O ser humano percorre o mais longo aprendizado dentre todas as espécies até conseguir movimentar-se de maneira autônoma. O que parece ser uma desvantagem competitiva esconde uma chave evolutiva: O homo sapiens é uma página em branco, onde será desenhado parte de seu sistema nervoso, adaptando o indivíduo às condições do meio e do momento.

Do movimento reflexo realizado pelo recém-nascido até o gesto consciente executado com precisão, há um longo caminho.  A diferenciação entre o grosseiro e o sutil demanda aprendizado. Se ensinado, o sistema nervoso passa a distinguir o movimento voluntário exigido para o desempenho de determinada atividade motora, daquele componente supérfluo proveniente do hábito ou imaturidade, podendo inibí-lo.

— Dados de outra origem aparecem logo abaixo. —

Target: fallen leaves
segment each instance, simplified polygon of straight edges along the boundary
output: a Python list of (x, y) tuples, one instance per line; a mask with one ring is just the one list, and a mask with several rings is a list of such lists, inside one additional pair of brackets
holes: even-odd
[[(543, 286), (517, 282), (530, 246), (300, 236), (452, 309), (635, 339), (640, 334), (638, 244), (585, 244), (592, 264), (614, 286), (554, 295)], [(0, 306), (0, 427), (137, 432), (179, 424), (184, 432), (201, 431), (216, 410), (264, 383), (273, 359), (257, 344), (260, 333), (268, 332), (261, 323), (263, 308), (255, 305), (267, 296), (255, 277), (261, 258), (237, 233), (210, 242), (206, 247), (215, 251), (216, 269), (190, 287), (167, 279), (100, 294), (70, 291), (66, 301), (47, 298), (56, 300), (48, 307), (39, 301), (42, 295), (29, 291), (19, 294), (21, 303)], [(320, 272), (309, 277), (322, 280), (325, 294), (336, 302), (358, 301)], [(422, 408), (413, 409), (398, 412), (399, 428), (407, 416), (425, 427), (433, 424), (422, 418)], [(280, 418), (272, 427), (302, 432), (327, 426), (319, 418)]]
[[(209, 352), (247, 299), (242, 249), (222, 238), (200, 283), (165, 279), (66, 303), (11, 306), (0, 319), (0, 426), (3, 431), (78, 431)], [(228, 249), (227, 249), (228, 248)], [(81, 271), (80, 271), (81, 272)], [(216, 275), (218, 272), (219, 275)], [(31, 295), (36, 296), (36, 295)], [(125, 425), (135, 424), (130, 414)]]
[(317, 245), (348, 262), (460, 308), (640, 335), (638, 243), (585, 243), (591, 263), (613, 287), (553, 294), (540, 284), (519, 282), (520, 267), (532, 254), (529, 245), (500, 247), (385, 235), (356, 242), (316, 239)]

Neste processo, caso um segmento do corpo seja negligenciado, a área no cérebro relativa a sua atividade também se retrai, podendo mesmo deixar de existir.  Por outro lado, se para suprir uma deficiência ou atender a uma necessidade certos movimentos passam a ser exigidos, os neurônios necessários à sua execução irão estabelecer novas conexões.

O neurologista Wilder Penfield já havia mostrado que a área do corpo representada no cérebro é proporcional à freqüência e precisão com que é requisitada. Assim, enriquecer o vocabulário gestual aumenta a representação cortical referente à área trabalhada.  Por outro lado, movimentos que ocorrem ao mesmo tempo tendem a estabelecer uma forte correlação nervosa, o que torna sua diferenciação mais difícil à medida que o tempo passa.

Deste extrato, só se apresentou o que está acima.